Interior Stripdown

01 May 2015

So, car in the garage, time to get going. I thought I'd start from the top; taking off the windscreen, then removing the interior, before moving on to the engine bay and then the suspension. I'm not going to go into the same excruciating detail as for the Dax build because there are plenty of step-by-step guides to the 'B. But I'll highlight anything interesting/difficult along the way.

The screen is bolted in by two bolts either side, behind the dash. Apparently you can reach these without removing the dash, but since it's all comming off anyway, I did it the easy way. So the dash came out first; not too hard after removing the centre console, as long as you know about the hidden bolts behind the centre air vents. These have clips inside which are depressed, and then the vents slide out the front.
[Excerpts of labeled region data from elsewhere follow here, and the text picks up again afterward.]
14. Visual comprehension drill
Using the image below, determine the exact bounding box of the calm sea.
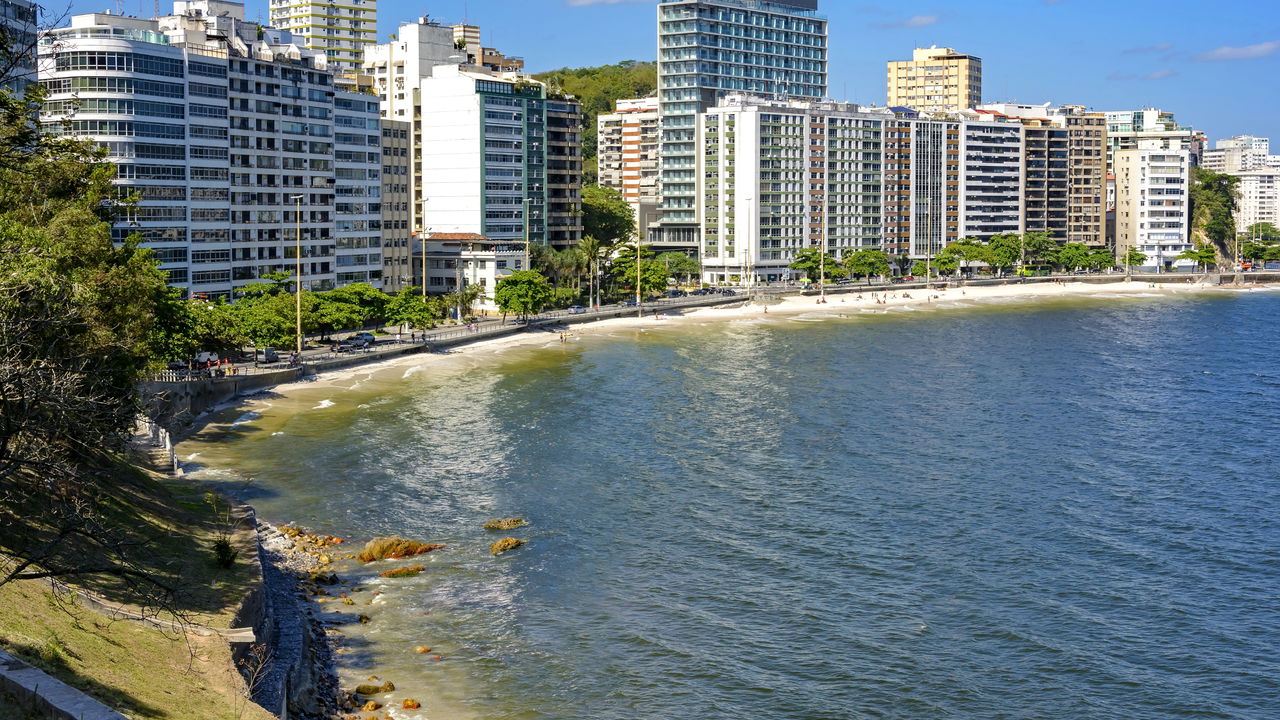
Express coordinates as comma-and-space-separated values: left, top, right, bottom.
179, 292, 1280, 720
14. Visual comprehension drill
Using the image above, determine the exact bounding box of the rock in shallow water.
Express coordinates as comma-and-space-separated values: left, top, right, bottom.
489, 538, 525, 555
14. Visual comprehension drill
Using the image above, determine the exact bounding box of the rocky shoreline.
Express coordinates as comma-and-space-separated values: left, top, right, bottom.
250, 519, 351, 720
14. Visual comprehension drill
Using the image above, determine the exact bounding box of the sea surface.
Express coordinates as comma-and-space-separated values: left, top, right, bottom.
179, 292, 1280, 720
From there it's mostly just fiddly - taking out the speedo cable and oil pressure capilliary line, disconnecting the cables (the whole dashboard harness can be disconnected from the rest of the car via a few connectors). Nothing too hard. Interesting to see that the glove box is actually made of cardboard. Thick cardboard, to be sure, but cardboard nonetheless. Quality stuff!


I then stripped the dash, removing all of the gauges as they are all rather tatty and I'll probably replace them. Well, I'll probably replace the lot actually but anway.

The screen was then simple to remove, as said just a couple of bolts each side and out it comes.

It was then obvious why I'd had such terrible trouble with a leak on the driver's side, which I'd finally fixed with vast amounts of silicone sealant. There's an infill strip between the wing and the main body, and the rear section of it is missing on the driver's side, leaving a nice big gap:

      Left - part of sealing strip missing on driver's side. Right - passenger side showing the strip in place, at a different angle just to confuse the reader!

Then it was out with the hood, seats, and carpets, and a good look at the bodywork underneath. The good news, it's mostly in very good condition. The cavities have all been sprayed with a sealer(waxoyl I presume) at some point, the underneath has all been sprayed with underseal and it all looks very sound. The only bad bits I've found so far are in the footwells. A small rust hole in the passenger side, the driver's is a bit worse. A small hole hidden under big blobs of filler of some kind which is a bit nasty:

Then...oh dear, this one is in the sill isn't it?


Hmmmm. Not ideal, though far from the end of the world. At some point I'll need to grind it all back to metal here and see what's up. Hopefully it's all small enough that I can just weld in some smallish repair plates. But that comes later, I'll carry on stripping it all down first.